19 Days to Sochi: Canada’s freestyle depth

Riddle warms up ahead of the halfpipe final at the U.S. Snowboarding and Freeskiing Grand Prix in Colorado on Jan. 12. (Streeter Lecka/Getty Images)

Tomorrow, 26 Canadian freestyle ski athletes—moguls, aerials, halfpipe and slopestyle—will be nominated to the Sochi-bound Olympic team.

Twenty-six sounds like a lot of tickets, but Canada is incredibly deep in freestyle. “It’s going be really tight,” says Mike Riddle, a podium favourite in ski halfpipe.

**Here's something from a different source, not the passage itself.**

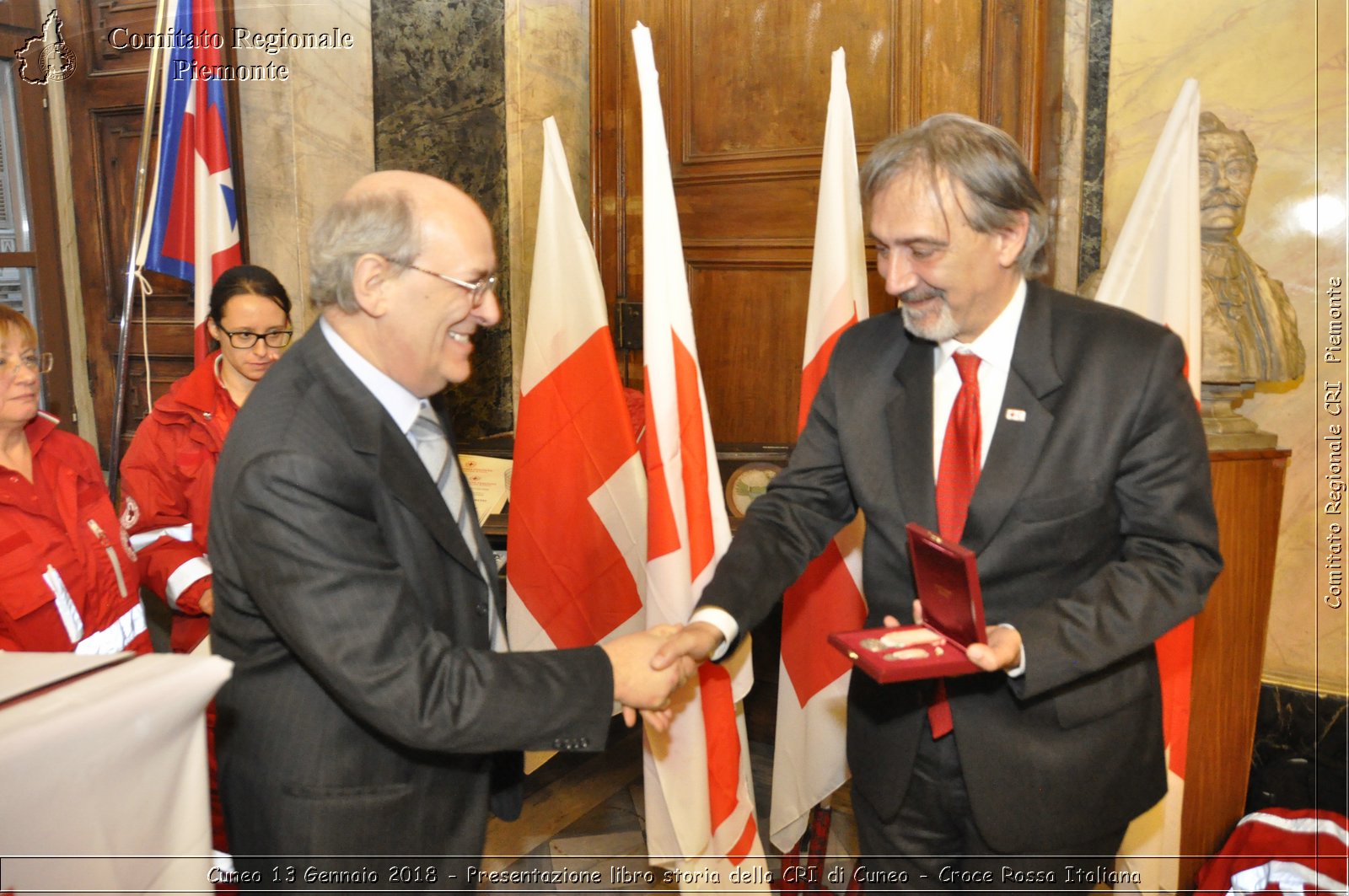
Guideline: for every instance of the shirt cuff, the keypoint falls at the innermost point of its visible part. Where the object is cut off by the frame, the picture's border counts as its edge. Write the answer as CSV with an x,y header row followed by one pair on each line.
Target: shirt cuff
x,y
723,621
1020,667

The 2012 overall world cup champ, Riddle can breathe easy since he earned his Olympic berth in December. He breaks down just how deep this team is:

“In halfpipe we have six guys on the team and every one of them has the potential to podium in any event we go to, but we’re only sending three or four to Sochi. The girls’ team is also strong. The Canadian team is strong across all the disciplines within freestyle, so the halfpipe skiers are competing against the mogul skiers and the aerial skiers and the slopestyle skiers for spots.”

Riddle says this isn’t a problem for most countries.

“It affects Canada more than anyone, and a little bit the U.S. The other countries don’t have the depth,” he says. “For Canada, we’ve qualified for 40 Olympic spots, but we only get to send 26.”

The process of deciding who goes is a complicated system based on four past results that count for points. Two of the results have to come this season. “Even the people competing, most of them don’t fully understand how it works,” Riddle says. “I don’t want to pretend I can explain it. The top guys are all going to go, but the ones ranked 20th through 30th, you could probably argue either way.”